Fast-forward to the Obama Administration. The Navy's solution to future electronic warfare needs, dubbed the EA-18G Growler, is ready to debut. The service plans to buy 88 of the planes, based on the F/A-18E/F Super Hornet, to field the ten squadrons its carrier air wings require.
The Air Force has started and stopped two programs to provide its own aircraft with jamming in the future, and now has no clear plan. The Army has canceled the Aerial Common Sensor to localize battlefield emitters. And the Marine Corps plans to fly legacy jamming aircraft for another ten years, until it fields a nebulously defined alternative to the Growler.

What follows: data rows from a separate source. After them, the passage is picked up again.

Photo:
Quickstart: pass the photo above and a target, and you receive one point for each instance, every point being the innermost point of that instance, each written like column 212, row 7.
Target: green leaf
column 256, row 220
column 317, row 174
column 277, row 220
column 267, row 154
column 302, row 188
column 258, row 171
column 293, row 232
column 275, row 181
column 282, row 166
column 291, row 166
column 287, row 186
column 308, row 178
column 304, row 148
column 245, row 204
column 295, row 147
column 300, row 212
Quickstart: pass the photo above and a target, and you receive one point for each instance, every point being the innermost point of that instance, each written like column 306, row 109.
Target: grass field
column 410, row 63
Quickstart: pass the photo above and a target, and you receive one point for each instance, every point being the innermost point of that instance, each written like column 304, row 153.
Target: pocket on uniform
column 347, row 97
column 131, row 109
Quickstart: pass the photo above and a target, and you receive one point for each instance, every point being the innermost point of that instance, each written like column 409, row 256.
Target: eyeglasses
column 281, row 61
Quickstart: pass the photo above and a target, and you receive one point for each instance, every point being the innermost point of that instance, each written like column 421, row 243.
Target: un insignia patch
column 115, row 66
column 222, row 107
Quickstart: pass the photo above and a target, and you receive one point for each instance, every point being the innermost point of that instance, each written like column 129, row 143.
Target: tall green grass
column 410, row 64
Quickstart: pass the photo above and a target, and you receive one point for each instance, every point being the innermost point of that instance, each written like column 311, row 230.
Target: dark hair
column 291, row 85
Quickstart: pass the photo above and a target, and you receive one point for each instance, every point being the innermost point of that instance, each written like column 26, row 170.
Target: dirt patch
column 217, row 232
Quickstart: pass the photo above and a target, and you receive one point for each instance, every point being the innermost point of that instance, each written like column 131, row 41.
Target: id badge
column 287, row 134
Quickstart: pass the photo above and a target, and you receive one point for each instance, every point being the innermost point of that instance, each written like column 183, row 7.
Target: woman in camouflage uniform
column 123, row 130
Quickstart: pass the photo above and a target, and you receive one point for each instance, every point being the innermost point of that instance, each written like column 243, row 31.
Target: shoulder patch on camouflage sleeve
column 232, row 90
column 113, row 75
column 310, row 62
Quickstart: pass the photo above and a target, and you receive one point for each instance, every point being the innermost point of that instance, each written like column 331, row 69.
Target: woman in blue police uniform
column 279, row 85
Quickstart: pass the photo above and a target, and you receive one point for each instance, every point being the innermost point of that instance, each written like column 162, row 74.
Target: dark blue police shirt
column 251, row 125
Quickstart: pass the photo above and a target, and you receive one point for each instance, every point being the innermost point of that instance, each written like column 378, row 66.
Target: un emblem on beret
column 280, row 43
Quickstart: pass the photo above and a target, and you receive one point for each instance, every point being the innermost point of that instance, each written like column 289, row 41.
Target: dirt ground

The problem is that just because the joint force lacks a coherent plan for meeting future electronic warfare needs doesn't mean our adversaries are in similar disarray. The Air Force is in especially deep trouble, since it has been depending on aged Navy aircraft for jamming support, and those planes are all due to be retired by 2013. Maybe it has some secret plan to deal with the emerging threat to its aircraft. If it doesn't, though, then planners need to take a serious look at buying more Growlers, because right now all the planes the Navy plans to buy are dedicated to Navy missions.